Question Dovecot CVE-2020-12100

[Moe]

Hello Plesk,

Dovecot CVE-2020-12100: Do you already prepare an update to dovecot v2.3.13? >> [Dovecot-news] Dovecot v2.3.13 released

thanks

 

[Bitpalast]

The two or three bugs fixed with that update only cause issues under specific circumstances which are not in place in a standard installation and usage.

 

[Moe]

Affected product: Dovecot IMAP server
Internal reference: DOP-1849 (Bug ID)
Vulnerability type: Uncontrolled recursion (CWE-674)
Vulnerable version: 2.0
Vulnerable component: submission, lmtp, lda
Fixed version: 2.3.11.3
Report confidence: Confirmed
Solution status: Fix available
Vendor notification: 2020-04-23
CVE reference: CVE-2020-12100
CVSS: 7.5 (CVSS:3.1/AV:N/AC:L/PR:N/UI:N/S:U/C:N/I:N/A:H)

Vulnerability Details:
Receiving mail with deeply nested MIME parts leads to resource
exhaustion as Dovecot attempts to
parse it.

Risk:
Malicious actor can cause denial of service to mail delivery by
repeatedly sending mails with bad
content.

Workaround:
Limit MIME structures in MTA.

Solution:
Upgrade to fixed version.

 

[Bitpalast]

While that is true, actually the MTA (your smtp server) should already protect you from such mails.

 

[Tozz]

While that is true, actually the MTA (your smtp server) should already protect you from such mails.

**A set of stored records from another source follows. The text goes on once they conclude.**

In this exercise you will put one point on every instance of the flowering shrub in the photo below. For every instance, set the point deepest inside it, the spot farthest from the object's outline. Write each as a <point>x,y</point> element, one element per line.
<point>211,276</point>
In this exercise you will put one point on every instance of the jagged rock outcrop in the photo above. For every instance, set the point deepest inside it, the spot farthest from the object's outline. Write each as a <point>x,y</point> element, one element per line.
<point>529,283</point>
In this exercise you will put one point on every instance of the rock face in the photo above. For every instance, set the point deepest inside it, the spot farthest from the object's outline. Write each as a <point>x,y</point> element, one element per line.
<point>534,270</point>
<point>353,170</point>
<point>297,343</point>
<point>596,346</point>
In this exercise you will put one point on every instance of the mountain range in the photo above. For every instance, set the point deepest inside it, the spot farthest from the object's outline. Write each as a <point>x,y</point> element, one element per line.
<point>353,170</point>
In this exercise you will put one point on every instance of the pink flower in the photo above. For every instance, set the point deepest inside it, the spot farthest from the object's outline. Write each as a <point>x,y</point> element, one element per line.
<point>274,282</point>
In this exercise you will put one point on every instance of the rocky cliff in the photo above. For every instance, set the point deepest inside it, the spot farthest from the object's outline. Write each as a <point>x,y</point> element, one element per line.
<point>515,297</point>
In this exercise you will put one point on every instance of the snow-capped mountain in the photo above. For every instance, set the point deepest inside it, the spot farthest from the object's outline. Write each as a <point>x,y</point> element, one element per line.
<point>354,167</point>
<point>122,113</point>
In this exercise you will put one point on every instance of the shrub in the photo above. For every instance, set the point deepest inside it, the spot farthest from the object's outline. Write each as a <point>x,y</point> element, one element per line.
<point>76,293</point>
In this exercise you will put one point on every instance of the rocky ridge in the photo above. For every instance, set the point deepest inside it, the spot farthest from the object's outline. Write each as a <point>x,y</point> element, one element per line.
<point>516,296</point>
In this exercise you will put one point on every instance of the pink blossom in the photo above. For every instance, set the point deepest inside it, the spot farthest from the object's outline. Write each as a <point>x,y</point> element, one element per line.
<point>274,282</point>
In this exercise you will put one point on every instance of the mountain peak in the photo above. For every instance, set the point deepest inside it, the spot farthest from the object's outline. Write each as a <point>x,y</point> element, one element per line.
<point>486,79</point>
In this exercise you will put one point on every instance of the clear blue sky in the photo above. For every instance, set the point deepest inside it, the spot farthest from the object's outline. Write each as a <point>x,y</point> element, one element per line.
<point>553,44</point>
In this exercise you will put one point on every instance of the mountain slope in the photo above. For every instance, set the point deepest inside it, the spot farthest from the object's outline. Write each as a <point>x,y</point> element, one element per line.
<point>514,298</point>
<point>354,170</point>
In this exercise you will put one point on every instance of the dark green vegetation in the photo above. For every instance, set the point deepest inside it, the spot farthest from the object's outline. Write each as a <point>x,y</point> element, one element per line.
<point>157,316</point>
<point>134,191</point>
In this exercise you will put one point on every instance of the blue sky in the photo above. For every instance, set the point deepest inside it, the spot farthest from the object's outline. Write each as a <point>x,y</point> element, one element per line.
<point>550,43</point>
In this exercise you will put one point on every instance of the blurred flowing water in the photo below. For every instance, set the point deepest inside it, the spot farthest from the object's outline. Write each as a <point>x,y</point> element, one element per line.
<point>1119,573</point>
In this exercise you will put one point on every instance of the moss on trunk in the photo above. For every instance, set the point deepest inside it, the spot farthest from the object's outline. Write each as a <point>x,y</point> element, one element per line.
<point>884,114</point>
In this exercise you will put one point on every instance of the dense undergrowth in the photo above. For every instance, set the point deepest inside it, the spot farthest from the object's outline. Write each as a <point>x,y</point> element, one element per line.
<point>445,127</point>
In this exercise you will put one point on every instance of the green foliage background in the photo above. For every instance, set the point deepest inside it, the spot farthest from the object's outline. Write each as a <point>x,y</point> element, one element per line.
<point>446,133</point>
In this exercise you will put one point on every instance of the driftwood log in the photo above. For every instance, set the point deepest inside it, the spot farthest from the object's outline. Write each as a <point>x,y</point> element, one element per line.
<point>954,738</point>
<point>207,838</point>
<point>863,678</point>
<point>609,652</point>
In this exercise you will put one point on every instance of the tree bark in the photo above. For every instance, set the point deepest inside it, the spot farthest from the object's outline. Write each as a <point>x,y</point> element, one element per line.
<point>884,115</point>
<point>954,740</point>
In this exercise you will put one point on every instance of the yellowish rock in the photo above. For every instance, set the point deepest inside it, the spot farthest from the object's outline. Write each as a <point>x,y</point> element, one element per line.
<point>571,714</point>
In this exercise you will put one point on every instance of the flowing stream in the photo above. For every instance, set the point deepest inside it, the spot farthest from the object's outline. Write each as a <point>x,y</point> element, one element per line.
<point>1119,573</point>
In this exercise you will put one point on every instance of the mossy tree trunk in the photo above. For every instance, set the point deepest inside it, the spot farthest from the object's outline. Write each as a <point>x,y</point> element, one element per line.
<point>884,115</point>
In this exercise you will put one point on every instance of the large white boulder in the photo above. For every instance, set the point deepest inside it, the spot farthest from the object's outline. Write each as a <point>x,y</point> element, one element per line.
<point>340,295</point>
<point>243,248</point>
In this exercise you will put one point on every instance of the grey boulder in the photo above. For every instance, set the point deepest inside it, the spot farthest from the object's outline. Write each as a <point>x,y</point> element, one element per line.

Can you elaborate on that? Why should the MTA, eg Postfix, do anything with nested MIME parts?

 

[Bitpalast]

All mail is processed through your local MTA. As far as I have read, Postfix limits the number of MIME parts to 100 by default. This can be controlled by the MIME nesting parameter as described in

Postfix Configuration Parameters

So it should not be possible to get a mail processed that has more than a hundred in the first place. I'll be rejected before it is processed by Dovecot.